Con la feroz competencia de los negocios del primer cuadro, algunos esquineros lograron trascender el ámbito gansteril, para convertirse en paleros de los comerciantes establecidos. Las tiendas de productos americanos fueron las primeras en promocionar sus productos por medio de estos personajes, quienes además de repartir octavillas o colocarse un letrero con el logo del negocio, le recitaban al cliente la amplia variedad de mercancías, los descuentos, las promociones en la compra de dos o más chuchulucos, etcétera.

Con ello nació en nuestra surrealista ciudad, aquel conocido rubro de la publicidad directa , misma que hoy asfixia a los parroquianos al visitar cualquier centro comercial, donde varias decenas de promotores se acercan para ofrecernos el cuerno de la cornucopia.
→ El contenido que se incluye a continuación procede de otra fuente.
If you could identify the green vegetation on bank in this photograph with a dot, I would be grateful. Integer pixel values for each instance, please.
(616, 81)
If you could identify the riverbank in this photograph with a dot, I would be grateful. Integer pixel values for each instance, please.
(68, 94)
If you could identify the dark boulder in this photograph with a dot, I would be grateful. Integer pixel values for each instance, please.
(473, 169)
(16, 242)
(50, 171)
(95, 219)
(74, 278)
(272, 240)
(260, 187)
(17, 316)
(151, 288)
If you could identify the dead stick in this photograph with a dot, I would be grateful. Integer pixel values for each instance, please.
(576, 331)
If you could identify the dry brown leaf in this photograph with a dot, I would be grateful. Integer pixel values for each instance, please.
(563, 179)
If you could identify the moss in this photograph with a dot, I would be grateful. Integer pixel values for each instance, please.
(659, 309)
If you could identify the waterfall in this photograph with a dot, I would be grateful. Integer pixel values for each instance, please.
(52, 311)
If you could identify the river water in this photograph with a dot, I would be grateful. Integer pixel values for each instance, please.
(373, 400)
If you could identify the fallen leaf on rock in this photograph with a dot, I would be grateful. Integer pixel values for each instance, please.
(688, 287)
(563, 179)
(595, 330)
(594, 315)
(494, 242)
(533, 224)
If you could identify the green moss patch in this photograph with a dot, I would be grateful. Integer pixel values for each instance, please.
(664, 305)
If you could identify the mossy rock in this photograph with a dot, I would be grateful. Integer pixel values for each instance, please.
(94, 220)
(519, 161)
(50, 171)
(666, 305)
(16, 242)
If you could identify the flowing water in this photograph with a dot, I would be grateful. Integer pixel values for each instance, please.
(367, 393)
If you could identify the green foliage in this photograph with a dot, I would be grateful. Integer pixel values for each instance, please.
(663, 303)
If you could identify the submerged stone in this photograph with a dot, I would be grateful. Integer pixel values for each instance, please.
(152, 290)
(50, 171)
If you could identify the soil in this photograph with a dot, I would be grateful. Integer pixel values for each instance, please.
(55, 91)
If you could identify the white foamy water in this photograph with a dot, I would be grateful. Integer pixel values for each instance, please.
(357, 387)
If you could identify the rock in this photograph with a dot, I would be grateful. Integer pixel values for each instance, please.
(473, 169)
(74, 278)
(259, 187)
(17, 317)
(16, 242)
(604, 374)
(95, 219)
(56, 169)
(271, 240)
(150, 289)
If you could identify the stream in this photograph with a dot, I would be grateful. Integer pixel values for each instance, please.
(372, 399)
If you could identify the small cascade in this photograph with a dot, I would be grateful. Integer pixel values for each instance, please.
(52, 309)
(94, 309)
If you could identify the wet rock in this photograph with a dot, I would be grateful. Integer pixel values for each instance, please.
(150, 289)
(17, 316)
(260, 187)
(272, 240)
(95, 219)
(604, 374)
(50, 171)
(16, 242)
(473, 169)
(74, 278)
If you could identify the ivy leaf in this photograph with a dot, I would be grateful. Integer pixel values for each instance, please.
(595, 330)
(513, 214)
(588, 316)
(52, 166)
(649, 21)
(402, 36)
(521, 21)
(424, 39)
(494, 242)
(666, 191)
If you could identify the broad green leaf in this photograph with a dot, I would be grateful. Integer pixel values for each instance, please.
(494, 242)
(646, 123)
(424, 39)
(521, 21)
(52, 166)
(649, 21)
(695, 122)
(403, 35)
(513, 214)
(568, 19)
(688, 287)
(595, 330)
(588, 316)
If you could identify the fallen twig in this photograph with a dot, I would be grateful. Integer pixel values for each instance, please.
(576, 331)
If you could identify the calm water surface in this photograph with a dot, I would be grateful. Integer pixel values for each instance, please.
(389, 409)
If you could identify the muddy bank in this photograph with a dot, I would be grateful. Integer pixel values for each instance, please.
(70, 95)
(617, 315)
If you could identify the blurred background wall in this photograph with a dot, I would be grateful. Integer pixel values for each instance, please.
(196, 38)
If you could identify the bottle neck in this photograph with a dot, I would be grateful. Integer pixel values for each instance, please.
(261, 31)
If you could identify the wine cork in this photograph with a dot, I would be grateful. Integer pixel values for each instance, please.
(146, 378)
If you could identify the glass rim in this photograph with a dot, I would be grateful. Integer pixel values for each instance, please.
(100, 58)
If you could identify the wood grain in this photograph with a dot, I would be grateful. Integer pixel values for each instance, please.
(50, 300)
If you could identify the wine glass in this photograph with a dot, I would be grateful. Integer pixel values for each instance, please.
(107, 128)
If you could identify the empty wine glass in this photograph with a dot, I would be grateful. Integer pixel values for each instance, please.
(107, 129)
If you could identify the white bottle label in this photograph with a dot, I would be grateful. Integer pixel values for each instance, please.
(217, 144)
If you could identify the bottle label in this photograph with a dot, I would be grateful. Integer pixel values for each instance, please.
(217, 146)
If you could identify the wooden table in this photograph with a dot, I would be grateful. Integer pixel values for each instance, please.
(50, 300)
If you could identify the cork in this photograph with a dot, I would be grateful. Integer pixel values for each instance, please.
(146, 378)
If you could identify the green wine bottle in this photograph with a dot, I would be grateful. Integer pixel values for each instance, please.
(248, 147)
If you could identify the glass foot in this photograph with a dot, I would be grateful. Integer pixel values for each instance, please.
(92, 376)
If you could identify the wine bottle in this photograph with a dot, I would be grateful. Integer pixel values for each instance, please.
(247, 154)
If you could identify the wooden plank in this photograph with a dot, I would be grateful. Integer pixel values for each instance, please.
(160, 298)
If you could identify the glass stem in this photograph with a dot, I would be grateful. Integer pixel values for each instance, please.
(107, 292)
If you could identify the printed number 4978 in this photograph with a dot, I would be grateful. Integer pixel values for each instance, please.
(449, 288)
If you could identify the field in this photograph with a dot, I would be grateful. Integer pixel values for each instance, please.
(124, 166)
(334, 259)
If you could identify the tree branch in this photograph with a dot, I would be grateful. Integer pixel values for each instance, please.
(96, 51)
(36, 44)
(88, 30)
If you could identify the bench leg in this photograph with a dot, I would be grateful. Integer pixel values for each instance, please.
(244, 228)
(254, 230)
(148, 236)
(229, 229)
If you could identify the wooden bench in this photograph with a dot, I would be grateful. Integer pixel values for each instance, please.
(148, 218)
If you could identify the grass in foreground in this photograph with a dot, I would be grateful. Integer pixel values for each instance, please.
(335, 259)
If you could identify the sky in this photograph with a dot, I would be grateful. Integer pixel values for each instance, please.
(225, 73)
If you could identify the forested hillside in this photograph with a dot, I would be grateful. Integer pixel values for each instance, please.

En cuanto a los esquineros clásicos, fueron reemplazados por los tarjeteros, individuos oscuros con ojos de calculadora que pueden encontrarse cualquier noche en la colonia Juárez, la Zona Rosa, Tlalpan, Coyoacán, etcétera. En realidad, sus funciones se han especializado y representan el primer eslabón con la venta de drogas y cualquier servicio ilegal que se desee contratar, incluyendo una golpiza correctiva al jefe de la oficina, aunque ésa es otra historia.